A taxonomy is a parent-child classification. An invoice belongs in the "Finance" folder, which is in the "2025" folder. It’s simple, but it’s a one-way street. You lose the fact that this invoice is also related to a specific supplier, a project, and a customer contract.
An ontology, by contrast, is a fully relational model. It doesn't just classify things; it describes the relationships between them. In an ontology, an invoice isn't just an invoice. It is for a specific project, it was issued by a particular supplier, it will be paid from a certain budget, and it is governed by the terms of a master service agreement.
This relational view is the only way to truly make sense of our data. It’s how modern search engines work, it’s how knowledge graphs are built, and it’s absolutely essential for AI. An AI model trying to detect fraudulent invoices doesn't just look at the invoice itself; it needs to understand its relationship to the supplier's history, the project's budget, and the typical payment terms. Without ontology, you have data. With ontology, you have intelligence.
Beyond the Lifecycle: The Information Continuum
This same philosophical shift applies to the outdated records lifecycle model. The linear, unidirectional path of create -> use -> store -> destroy
is a relic of the paper world. Digital information doesn't follow such a neat progression.
A single digital object can be, all at once:
An active business document being collaborated on.
A formal corporate record subject to a retention policy.
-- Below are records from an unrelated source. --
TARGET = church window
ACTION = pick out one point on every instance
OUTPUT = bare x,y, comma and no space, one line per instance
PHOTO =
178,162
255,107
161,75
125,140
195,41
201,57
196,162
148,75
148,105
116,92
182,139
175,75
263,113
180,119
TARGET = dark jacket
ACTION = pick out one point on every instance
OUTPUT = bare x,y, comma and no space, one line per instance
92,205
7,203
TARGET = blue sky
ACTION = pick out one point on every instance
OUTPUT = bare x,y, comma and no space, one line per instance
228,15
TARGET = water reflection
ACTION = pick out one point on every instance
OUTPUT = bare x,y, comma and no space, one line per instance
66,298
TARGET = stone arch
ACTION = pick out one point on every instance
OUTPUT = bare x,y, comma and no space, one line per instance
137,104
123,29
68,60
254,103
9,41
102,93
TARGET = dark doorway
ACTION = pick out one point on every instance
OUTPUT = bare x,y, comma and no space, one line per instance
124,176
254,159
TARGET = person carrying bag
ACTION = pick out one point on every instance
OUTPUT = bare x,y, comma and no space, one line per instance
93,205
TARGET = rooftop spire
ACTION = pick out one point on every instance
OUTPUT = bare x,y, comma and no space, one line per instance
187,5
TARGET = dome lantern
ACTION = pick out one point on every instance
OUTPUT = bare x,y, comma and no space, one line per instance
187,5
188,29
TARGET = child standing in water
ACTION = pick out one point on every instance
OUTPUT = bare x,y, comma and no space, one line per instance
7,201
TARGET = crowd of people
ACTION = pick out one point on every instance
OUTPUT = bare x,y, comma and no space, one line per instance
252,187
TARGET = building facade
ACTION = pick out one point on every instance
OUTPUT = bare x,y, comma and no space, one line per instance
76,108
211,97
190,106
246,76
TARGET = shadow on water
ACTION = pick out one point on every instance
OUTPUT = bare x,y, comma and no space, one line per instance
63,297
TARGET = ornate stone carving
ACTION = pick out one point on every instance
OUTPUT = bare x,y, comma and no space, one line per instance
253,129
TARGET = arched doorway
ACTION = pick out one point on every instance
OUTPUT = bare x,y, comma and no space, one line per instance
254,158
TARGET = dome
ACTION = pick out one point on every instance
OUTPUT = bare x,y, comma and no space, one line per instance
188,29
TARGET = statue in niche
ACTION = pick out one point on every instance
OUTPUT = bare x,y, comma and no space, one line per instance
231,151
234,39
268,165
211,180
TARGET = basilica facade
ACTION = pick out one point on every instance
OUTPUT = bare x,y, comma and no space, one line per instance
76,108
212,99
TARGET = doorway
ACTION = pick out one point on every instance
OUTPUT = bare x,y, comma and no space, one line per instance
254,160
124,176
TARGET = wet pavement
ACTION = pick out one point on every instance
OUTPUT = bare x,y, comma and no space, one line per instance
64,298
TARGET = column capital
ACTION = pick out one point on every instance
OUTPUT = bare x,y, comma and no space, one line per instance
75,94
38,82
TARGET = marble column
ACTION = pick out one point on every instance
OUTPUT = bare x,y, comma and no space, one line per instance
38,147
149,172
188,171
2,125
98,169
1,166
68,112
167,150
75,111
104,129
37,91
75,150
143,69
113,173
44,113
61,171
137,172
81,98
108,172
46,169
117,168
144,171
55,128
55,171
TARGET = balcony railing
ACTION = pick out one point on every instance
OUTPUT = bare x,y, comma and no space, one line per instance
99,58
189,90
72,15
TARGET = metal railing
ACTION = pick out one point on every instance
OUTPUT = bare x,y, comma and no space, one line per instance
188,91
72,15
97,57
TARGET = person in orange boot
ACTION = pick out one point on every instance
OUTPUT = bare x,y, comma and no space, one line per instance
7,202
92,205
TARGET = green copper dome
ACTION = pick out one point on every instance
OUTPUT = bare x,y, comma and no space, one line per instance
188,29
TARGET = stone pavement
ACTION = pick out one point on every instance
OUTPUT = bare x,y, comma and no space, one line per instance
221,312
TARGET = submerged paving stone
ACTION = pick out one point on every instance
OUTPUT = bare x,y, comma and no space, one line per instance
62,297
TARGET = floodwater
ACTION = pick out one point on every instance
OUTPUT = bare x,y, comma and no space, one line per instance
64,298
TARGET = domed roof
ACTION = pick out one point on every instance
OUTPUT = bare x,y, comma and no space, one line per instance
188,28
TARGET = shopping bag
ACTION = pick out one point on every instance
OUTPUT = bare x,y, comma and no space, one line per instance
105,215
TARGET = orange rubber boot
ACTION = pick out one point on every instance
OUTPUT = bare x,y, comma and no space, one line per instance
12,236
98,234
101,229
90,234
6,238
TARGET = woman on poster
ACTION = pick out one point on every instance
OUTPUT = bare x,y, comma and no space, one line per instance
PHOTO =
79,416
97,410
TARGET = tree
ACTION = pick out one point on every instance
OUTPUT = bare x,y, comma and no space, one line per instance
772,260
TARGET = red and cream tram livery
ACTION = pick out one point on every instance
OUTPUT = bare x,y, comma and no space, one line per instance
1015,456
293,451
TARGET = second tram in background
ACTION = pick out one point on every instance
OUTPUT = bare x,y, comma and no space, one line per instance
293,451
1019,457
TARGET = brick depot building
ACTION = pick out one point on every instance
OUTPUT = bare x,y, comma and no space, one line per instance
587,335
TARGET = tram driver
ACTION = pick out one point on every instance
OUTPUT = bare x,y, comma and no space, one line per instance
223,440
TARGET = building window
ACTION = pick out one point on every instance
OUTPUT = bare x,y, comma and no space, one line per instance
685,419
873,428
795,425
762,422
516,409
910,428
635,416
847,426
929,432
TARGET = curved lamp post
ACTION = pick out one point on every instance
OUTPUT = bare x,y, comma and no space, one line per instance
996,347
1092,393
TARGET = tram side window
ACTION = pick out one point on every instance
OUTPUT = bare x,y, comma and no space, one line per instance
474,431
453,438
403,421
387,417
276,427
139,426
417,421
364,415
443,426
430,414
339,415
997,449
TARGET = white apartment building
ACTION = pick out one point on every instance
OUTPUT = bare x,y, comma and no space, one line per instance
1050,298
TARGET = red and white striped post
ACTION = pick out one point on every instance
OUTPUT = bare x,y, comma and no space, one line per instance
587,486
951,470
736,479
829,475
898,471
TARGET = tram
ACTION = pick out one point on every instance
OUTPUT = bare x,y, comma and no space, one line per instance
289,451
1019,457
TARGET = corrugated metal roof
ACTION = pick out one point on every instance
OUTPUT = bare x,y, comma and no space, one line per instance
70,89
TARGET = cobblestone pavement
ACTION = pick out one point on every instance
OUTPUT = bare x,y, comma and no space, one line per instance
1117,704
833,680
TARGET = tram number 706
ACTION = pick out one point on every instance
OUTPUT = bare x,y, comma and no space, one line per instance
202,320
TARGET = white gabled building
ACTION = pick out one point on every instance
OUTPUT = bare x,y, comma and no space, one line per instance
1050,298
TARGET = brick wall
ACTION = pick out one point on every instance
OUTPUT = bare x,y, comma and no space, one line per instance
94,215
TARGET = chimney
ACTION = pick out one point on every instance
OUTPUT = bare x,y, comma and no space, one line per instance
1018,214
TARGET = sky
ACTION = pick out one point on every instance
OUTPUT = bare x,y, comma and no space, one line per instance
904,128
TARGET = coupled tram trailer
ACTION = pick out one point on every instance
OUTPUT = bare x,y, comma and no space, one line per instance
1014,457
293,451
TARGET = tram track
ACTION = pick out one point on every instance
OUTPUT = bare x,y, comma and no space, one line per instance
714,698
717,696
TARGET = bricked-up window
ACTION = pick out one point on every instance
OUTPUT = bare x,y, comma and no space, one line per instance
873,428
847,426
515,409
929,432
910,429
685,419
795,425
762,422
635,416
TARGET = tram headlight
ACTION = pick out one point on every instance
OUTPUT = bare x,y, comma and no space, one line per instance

A data asset being used for analytics.
A piece of training data for an AI model.
The continuum model reflects this fluid reality. It sees information not on a linear path to destruction, but as an asset with value and context that shifts and evolves over time, across different dimensions of the business. It’s a multi-directional, non-linear model fit for a multi-directional, non-linear world.
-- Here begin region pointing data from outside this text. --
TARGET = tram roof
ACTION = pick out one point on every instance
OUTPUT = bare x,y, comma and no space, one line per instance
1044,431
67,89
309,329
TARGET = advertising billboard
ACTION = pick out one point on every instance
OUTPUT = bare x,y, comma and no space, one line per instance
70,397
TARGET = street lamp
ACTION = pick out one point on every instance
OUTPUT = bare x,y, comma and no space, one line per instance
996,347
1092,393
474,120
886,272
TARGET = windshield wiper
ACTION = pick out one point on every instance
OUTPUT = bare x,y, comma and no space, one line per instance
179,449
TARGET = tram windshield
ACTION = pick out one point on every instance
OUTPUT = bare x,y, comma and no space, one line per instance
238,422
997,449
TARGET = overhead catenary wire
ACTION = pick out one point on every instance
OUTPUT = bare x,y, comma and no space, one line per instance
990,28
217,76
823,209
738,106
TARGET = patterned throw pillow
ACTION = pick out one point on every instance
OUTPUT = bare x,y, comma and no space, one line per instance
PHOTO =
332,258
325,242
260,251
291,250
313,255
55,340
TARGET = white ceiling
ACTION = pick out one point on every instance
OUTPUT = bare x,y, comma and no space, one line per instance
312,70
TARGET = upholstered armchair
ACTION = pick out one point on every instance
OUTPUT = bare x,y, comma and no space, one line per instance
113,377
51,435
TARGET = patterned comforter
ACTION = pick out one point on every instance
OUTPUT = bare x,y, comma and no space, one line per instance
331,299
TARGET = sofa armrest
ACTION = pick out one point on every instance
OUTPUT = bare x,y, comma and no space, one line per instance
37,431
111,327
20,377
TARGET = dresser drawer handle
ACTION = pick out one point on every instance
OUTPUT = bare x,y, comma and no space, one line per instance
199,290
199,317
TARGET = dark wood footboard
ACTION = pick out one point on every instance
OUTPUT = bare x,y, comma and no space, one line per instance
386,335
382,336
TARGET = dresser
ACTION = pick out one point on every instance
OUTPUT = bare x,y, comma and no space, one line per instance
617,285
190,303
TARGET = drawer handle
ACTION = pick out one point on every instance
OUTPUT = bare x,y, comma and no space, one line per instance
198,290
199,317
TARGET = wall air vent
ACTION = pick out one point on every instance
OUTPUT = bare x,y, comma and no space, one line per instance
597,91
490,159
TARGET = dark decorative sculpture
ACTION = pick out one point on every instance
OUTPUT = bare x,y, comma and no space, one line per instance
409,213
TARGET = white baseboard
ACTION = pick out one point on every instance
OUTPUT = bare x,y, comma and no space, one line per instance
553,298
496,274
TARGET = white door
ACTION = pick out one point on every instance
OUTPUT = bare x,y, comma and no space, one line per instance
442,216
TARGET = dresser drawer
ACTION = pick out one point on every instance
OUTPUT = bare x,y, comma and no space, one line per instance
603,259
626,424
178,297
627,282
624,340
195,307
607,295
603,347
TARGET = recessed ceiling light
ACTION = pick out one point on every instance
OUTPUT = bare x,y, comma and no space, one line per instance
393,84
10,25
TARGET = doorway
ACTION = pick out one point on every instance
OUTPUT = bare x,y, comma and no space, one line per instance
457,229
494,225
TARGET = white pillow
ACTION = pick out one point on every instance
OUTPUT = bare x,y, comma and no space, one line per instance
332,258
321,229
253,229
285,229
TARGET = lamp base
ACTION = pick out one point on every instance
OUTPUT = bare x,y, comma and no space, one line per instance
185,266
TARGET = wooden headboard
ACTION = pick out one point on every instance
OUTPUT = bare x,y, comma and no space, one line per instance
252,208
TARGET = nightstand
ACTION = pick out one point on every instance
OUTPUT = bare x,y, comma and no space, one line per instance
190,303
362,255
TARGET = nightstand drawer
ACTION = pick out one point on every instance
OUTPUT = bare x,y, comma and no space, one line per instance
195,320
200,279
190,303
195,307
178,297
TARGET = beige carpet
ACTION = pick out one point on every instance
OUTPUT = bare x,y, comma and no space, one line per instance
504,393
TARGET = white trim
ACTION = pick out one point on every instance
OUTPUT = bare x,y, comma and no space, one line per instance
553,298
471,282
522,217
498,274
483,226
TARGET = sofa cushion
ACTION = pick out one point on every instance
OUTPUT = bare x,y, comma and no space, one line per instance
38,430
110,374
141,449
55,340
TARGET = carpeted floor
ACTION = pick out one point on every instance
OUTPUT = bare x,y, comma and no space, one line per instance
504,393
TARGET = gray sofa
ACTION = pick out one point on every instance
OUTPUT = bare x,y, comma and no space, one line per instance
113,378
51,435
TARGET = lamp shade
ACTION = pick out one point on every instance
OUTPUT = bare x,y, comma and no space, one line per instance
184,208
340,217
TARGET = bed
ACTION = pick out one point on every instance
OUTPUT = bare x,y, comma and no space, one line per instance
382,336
Conclusion: It's Time to Leave the Filing Cabinet Behind
Clinging to hierarchical classification and lifecycle models in the digital age is like trying to navigate a sprawling, modern metropolis with a map from the 18th century. The core principles are there, but the model is utterly unfit for the complexity of the current environment.
The archival theorists who warned us about this decades ago were not just being academic; they were being prophetic. They saw that the nature of modern organisations and the logic of automation demanded a new, relational way of thinking. To unlock the true potential of our data, to build intelligent AI, and to create genuinely efficient automated processes, we must finally listen. It’s time to abandon the ghost of the filing cabinet and embrace the models that reflect reality: the interconnected web of ontology and the fluid, dynamic world of the continuum.